Benzinger’s goal? To change public discourse and shift the blame for the Holocaust from Germans and Germany to Poland, where most of the Nazi regime’s mass extermination camps were located. And by the time of Benzinger’s propaganda attack, Poland was in the throes of such domestic turmoil that the wordage was hardly a priority.

 

Poland, invaded by Nazi Germany and Soviet Russia in 1939, was annexed by the Nazis in 1941. After its “liberation” by the Soviets in 1945, a series of puppet governments had left it unstable and poor.

 

Today circumstances have clearly changed. This week Polish Prime Minister Beata Szydlo’s Cabinet approved a bill which would criminalize the use of the phrase “Polish death camps” in reference to Nazi-run extermination camps in occupied Poland. Use of the banned expression could lead to a three-year jail term if considered intentional, or a hefty fine.

 

“It wasn’t our mothers, nor our fathers, who are responsible for the crimes of the Holocaust, which were committed by German and Nazi criminals on occupied Polish territory,” said Justice Minister Zbignew Ziobro on Tuesday. “Our responsibility is to defend the truth and dignity of the Polish state and the Polish nation, as well as our fathers, our mothers and our grandparents.”

 

The legislation was originally proposed by Szydlo’s ruling Law and Justice Party (PiS) in 2013, when it was rejected. Upon rising to power in 2015, however, PiS vowed to “recalibrate many of the ways in which Poles think, talk and learn about their own history,” according to German news agency Deutsche Welle, and to instill national pride.

 

The nationalistic new government’s zero tolerance to the use of “Polish death camps” was lauded this week by young Polish Jewish community leader Klaudia Klimek, head of the Warsaw branch of Poland’s largest Jewish cultural organization TSKZ.

 

Representing Poland’s 10,000-strong active Jewish community, Klimek said TSKZ’s president Artur Hoffman has also spoken in support of the bill — at the Israeli Knesset and as a consulting member of the Polish government’s commission of minorities.

 

In conversation with The Times of Israel, Klimek stressed the need for historical accuracy when speaking of the Holocaust, which was, she said, an atrocity committed by the German Nazi regime on occupied land. Unlike the case in other European countries, the Polish nation never collaborated with the Nazi regime, said Klimek. There were bad Poles, as well as good Poles during World War II.

 

“We cannot say as a generalization that the Poles, or Polish society were involved in the Holocaust,” said Klimek. However, “because the majority of the Holocaust happened in Poland, the Polish society is reacting, and taking care of the history.”

 

Although the law is currently being debated in the media, when the parliament resumes in September, Klimek assumed it will pass.

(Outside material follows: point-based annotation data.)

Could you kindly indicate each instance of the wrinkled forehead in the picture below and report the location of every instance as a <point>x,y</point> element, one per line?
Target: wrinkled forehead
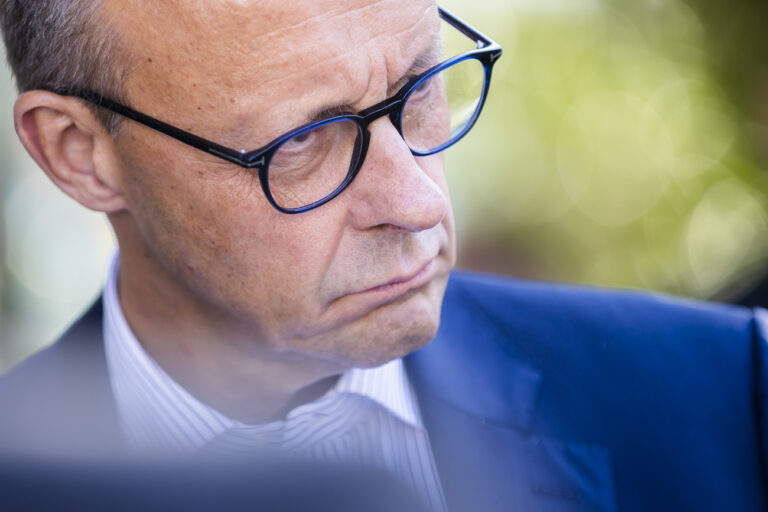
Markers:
<point>231,45</point>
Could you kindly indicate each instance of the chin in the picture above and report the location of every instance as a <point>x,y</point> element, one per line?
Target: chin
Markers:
<point>393,331</point>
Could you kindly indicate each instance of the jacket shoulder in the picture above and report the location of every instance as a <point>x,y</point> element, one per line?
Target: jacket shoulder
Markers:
<point>59,400</point>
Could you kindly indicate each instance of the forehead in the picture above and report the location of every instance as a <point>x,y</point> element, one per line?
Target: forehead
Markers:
<point>252,53</point>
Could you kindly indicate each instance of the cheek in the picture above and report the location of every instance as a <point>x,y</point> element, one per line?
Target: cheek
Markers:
<point>213,231</point>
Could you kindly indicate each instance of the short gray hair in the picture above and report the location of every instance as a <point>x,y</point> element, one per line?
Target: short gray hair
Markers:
<point>63,44</point>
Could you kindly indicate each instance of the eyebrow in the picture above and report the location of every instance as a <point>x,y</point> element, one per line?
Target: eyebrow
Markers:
<point>423,61</point>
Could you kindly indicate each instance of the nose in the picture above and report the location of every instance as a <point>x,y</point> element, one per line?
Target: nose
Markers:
<point>396,189</point>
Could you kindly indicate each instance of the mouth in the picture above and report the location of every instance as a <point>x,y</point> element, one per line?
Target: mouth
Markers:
<point>404,284</point>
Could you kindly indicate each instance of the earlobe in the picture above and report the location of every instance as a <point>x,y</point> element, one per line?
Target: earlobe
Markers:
<point>71,147</point>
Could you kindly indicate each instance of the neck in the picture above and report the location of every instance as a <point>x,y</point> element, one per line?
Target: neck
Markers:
<point>215,356</point>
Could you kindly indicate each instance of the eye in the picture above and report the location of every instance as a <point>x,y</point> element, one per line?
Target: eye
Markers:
<point>301,141</point>
<point>422,90</point>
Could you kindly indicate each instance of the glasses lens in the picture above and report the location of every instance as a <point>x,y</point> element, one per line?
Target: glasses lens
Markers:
<point>443,107</point>
<point>313,164</point>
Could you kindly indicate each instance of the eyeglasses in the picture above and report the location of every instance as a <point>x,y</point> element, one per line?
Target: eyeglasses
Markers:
<point>312,164</point>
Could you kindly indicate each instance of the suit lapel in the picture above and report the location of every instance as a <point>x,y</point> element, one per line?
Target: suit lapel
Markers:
<point>479,404</point>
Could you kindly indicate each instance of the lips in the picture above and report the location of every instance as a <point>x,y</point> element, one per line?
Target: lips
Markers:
<point>404,283</point>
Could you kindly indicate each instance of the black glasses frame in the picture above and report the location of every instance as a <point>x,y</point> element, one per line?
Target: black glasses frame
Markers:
<point>487,52</point>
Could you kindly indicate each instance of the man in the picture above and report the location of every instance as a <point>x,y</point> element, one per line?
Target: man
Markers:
<point>279,296</point>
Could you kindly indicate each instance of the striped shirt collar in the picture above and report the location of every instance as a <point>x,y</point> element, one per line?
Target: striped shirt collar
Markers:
<point>157,412</point>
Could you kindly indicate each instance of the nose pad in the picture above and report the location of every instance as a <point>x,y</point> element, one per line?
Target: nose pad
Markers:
<point>395,188</point>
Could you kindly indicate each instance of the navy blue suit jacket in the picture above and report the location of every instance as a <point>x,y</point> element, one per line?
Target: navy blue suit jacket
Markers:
<point>535,397</point>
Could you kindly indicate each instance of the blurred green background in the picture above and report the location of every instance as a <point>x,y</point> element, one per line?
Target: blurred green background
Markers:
<point>625,143</point>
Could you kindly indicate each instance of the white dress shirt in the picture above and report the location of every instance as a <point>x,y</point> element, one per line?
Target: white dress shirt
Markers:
<point>370,416</point>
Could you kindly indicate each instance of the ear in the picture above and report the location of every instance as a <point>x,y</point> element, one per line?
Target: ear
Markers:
<point>71,146</point>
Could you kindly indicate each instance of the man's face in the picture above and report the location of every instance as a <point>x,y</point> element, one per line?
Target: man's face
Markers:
<point>358,281</point>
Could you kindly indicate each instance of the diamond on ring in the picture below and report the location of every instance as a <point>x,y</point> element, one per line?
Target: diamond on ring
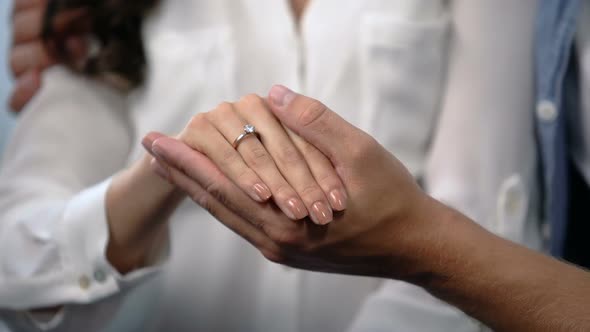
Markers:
<point>248,130</point>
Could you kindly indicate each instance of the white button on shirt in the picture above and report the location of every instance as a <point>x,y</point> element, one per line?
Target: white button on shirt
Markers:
<point>381,64</point>
<point>547,111</point>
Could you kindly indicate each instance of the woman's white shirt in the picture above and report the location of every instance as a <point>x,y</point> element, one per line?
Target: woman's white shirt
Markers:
<point>381,64</point>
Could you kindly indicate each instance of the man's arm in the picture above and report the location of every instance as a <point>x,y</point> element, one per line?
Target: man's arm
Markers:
<point>390,229</point>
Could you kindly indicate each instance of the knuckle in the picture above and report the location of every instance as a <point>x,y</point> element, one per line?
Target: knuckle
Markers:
<point>198,122</point>
<point>287,239</point>
<point>258,157</point>
<point>251,99</point>
<point>315,112</point>
<point>289,155</point>
<point>245,176</point>
<point>253,103</point>
<point>225,106</point>
<point>214,189</point>
<point>229,157</point>
<point>15,60</point>
<point>273,254</point>
<point>363,148</point>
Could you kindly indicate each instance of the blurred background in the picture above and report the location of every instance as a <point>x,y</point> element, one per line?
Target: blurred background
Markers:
<point>6,119</point>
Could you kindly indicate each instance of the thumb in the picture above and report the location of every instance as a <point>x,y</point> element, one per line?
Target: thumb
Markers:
<point>314,122</point>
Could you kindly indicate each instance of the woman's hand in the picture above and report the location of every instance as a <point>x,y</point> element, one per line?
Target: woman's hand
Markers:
<point>275,163</point>
<point>385,230</point>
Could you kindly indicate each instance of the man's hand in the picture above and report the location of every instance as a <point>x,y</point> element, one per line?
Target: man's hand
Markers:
<point>371,237</point>
<point>389,229</point>
<point>29,57</point>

But after a summer of PiS politicians playing fast and loose with history, one could wonder whether this new “Polish death camps” law is a manifestation of nationalistic Poles’ historical whitewashing.

 

The legislation comes a month after high-profile historical “mistakes” were made by PiS politicians surrounding well-documented massacres perpetrated by Poles. In a mid-July interview on Polish public broadcaster TVN, Education Minister Anna Zalewska insinuated that the Jedwabne massacre of 1941, when Poles burned alive more than 300 Jews in a barn, was a matter of “opinion.”

 

Zalewska is hardly alone. As reported by Polish Newsweek, a Polish public opinion survey following Zalewska’s statements found that 33% of the population agreed with the minister that the Polish massacre of Jews at Jedwabne is an opinion, 29% were undecided and only 38% agreed that the statement that “Poles burned Jews in a barn in Jedwabne.” The highest percentage of disbelief was found among youth.

 

Additionally, newly elected president of the Polish state’s Institute of National Remembrance Jaroslaw Szarek, according to a JTA report, recently told a parliamentary committee that “the perpetrators of this crime were the Germans, who used in their own machine of terror a group of Poles.”

 

Concurrently, to the condemnation of Klimek and other Jewish officials, the Polish government issued yet another in a series of rejections to Jewish community petitions to open the door to restitution claims from Holocaust survivors.